Fazit für die Praxis

  • Die Biomarker TIMP‑2 und IGFBP7 eignen sich zur Risikoabschätzung einer akuten Niereninsuffizienz bei kritisch-kranken Patienten

  • Höhere Konzentrationen von TIMP‑2 und IGFBP7 gelten als spezifischer für die Bewertung einer akuten Nierenschädigung.

  • In der Primärdiagnostik ist die Bestimmung von TIMP‑2 und IGFBP7 aufgrund einer zu geringen diagnostischen Sensitivität begrenzt einsetzbar, daher sind diese Biomarker nicht unkritisch im Rahmen von Screeninguntersuchungen zu verwenden.

  • Die Konzentrationen können bei Kindern, Hyperalbuminämie, Hyperbilirubinämie, Diabetes mellitus und pulmonalen Erkrankungen vom Referenzwert abweichen.
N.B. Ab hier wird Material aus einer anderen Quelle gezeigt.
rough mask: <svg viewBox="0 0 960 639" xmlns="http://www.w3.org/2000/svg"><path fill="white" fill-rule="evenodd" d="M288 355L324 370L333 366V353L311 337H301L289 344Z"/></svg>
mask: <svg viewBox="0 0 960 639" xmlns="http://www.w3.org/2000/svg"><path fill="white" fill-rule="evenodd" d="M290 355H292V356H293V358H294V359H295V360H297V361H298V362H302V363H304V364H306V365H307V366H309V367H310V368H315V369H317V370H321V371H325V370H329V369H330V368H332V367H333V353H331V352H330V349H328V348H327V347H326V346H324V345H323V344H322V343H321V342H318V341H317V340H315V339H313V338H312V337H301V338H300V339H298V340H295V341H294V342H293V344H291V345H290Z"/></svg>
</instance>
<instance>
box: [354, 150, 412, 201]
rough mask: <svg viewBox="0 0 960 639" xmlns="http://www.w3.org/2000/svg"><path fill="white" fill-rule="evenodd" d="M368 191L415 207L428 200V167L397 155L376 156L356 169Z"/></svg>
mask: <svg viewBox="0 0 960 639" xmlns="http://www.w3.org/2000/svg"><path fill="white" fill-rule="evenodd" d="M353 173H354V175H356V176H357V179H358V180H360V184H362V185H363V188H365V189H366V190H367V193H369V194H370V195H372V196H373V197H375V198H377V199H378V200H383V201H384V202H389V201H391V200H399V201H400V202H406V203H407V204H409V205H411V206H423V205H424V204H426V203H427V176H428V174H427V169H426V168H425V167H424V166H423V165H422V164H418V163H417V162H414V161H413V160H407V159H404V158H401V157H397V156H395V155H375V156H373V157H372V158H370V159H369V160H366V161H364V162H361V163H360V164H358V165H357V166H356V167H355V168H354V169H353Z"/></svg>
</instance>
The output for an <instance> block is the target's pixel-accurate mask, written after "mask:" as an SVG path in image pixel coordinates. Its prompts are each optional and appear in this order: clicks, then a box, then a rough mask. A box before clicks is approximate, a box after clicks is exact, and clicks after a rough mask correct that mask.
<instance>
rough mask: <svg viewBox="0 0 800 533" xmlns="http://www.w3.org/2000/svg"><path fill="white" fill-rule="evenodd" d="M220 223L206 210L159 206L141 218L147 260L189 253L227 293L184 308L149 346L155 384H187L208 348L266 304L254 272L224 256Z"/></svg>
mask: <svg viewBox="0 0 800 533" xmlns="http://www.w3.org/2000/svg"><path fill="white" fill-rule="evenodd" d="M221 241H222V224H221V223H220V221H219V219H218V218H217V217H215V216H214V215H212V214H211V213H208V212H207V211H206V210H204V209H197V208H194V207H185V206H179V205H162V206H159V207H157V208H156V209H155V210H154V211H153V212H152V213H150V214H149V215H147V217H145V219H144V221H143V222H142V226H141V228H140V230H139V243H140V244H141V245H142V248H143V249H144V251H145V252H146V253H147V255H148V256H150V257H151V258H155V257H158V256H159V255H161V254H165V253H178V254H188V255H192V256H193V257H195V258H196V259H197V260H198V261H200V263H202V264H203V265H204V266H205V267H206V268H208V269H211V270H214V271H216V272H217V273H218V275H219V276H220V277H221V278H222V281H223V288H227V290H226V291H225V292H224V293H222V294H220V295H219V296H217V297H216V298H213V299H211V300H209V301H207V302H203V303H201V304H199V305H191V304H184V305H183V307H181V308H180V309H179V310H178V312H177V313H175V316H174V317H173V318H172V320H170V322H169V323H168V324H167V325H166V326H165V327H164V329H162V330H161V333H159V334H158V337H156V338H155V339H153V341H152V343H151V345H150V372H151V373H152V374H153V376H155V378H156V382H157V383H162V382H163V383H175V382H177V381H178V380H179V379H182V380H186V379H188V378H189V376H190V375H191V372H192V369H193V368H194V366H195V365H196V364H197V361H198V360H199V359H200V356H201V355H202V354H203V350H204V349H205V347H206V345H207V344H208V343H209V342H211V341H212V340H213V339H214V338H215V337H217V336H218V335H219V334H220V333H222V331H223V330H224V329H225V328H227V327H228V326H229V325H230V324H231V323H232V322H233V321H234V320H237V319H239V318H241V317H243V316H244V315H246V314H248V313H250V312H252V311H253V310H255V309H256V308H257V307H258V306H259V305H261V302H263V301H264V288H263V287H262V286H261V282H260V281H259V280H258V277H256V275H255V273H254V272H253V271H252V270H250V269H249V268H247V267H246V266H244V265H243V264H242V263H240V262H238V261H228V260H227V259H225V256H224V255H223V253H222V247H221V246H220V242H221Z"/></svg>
  • Nicht geeignet ist die Bestimmung bei Patienten unter 21 Jahren, in einem ambulanten Setting, bei kleinen operativen Eingriffen, bei Patienten mit einem geringen Risiko einer akuten Nierenschädigung im Krankenhaus und in der Notaufnahme, bei Patienten mit einer bereits bekannten akuten Niereninsuffizienz der Stadien 2 und 3 nach KDIGO und als tägliche Messung oder in Serie und als Ersatz zur Kreatininbestimmung.

  • Analog zu anderen Biomarkern sollte die Bestimmung von TIMP‑2 und IGFBP7 nur bei Risikopatienten für eine akute Nierenschädigung in Verbindung mit anderen Untersuchungen angewendet werden.